There are two types of graphs – directed and undirected graphs. A directed graph contains an ordered pair of nodes while an undirected graph contains an unordered pair of nodes. Undirected graphs do not have a specific direction to represent edges, while directed graphs have a specific direction of vertexes. Undirected graphs usually have two-way relationships as edges can be transverse in both directions. Directed graphs usually have a one-way relationship and edges can be transverse in one way.
A real-world implementation of graph is the friends modeling on Facebook.
Here is a graph in Python that has six nodes
graph = {
'A': ['B', 'C'],
'B': ['C', 'D'],
'C': ['D'],
'D': ['C'],
'E': ['F'],
'F': ['C']
}
This graph is represented using the adjacency list and the dictionary (hashtable) data structure. The keys are the node of the graph.
Stacks and Queues
Stack is a data structure that can be thought of as a physical stack or pile. It is a linear data structure where elements are removed or added at one end only. Stack's major feature is that it supports LIFO (Last In First Out). Think of a stack of plates placed in a vertical order. If you need to take a plate out, the one at the top will be taken first, and that is the plate that was placed last. This is how Stack works. The element which is inserted last is accessed first.
Queue is a linear data structure like Stack, but the difference is that Queue uses FIFO (First In First Out). Think of a line at a coffee shop. The first person in the line gets to be attended to first. Every other person just stands behind the last person they see. Both Queue and Stack access elements in a sequential manner.
The undo, redo function in most applications is a real-life example of Stack. User actions are put into a stack and when a user 'undo' an action, the most recent action is pushed out. Your computer or browser also keeps track of your 'most recently seen' files, browser history, or images using Stack.
Queue is used to transfer data asynchronously. It is also used to share resources amongst different processes like CPU scheduling, Disk scheduling, IO buffers, and keyboard buffers.
A common example of Queue would also be the network printer printing documents from different computers in a FIFO manner.
In Python, we can create stacks using the deque module from collections.

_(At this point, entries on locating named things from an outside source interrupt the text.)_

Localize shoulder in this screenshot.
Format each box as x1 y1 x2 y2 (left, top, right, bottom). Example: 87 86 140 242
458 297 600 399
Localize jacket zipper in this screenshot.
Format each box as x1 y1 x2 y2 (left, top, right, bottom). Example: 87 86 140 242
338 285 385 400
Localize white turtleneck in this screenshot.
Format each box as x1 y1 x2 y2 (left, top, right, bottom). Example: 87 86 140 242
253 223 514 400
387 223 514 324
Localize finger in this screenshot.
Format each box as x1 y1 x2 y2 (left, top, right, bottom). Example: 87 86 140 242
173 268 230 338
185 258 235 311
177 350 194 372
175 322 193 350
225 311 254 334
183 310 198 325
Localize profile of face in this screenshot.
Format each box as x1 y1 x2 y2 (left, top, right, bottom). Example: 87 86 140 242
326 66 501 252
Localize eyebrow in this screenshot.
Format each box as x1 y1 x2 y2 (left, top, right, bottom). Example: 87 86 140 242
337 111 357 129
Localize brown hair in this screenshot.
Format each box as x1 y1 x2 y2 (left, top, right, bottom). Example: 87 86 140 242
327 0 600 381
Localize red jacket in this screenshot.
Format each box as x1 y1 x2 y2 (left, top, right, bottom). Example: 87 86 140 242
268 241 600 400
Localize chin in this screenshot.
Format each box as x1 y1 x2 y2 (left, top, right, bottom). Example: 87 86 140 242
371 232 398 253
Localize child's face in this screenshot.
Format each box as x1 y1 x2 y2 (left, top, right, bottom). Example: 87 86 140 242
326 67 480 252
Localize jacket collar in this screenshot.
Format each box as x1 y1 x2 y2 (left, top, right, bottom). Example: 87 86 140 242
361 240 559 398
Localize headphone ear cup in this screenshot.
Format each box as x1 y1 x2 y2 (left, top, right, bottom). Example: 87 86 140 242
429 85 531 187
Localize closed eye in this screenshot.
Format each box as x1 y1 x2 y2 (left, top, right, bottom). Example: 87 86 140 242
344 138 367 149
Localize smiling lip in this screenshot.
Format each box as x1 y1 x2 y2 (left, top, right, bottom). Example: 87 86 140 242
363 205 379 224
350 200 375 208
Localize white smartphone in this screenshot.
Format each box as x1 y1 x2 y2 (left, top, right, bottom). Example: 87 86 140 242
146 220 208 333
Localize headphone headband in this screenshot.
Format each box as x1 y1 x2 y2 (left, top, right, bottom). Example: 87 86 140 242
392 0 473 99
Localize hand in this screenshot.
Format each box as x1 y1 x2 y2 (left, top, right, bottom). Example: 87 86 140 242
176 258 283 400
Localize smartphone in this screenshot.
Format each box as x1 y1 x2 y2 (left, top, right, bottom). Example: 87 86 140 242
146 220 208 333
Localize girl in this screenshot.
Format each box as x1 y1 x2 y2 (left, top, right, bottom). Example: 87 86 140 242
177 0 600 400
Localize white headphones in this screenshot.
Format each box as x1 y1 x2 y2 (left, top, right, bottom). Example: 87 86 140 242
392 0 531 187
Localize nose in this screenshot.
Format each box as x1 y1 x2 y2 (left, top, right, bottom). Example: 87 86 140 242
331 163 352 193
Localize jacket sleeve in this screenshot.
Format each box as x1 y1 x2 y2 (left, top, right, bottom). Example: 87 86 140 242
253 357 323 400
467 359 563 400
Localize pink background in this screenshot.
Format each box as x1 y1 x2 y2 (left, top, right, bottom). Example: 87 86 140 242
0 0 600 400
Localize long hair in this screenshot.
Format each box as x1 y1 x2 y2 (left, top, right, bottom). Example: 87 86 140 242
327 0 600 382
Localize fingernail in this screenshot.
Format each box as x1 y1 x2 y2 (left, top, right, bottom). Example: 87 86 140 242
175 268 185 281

from collections import deque
newstack = deque()
newstack.append('x')
newstack.append('y')
newstack.append('z')
print(newstack)
#deque(['x', 'y', 'z'])
print(myStack.pop())
#z
print(myStack.pop())
#y
print(myStack.pop())
#x
Operations on data structures
Different operations can be carried on data structures. They include,
- Traversing: Visiting each node of a data structure tree.
- Insertion: Inserting new elements into the data structure.
- Deletion: Delete elements from a data structure.
- Searching: Finding the location of an element.
- Sorting: Arrangement of elements of a data structure in some kind of order.
- Merging: Combine two sorted arrays into one single subarray.
- Popping: To remove elements from a structure.
- Pushing: To add elements to a structure.
Data structures are also classified as static and dynamic data structures. Static data structures have a fixed memory size and their content cannot be altered. The size of a static data structure is allocated at compile time.
Dynamic data structure has a flexible memory size and it either increases or decreases. The size is allocated at run time.
CONCLUSION
Data dominates. If you've chosen the right data structures and organized things well, the algorithms will almost always be self-evident. Data structures, not algorithms, are central to programming.
Data structure is the heart of programming. They make the difference between a bad system and a good one. In this article, we focused on four data structures, as a guide to other types of data structures and their implementation.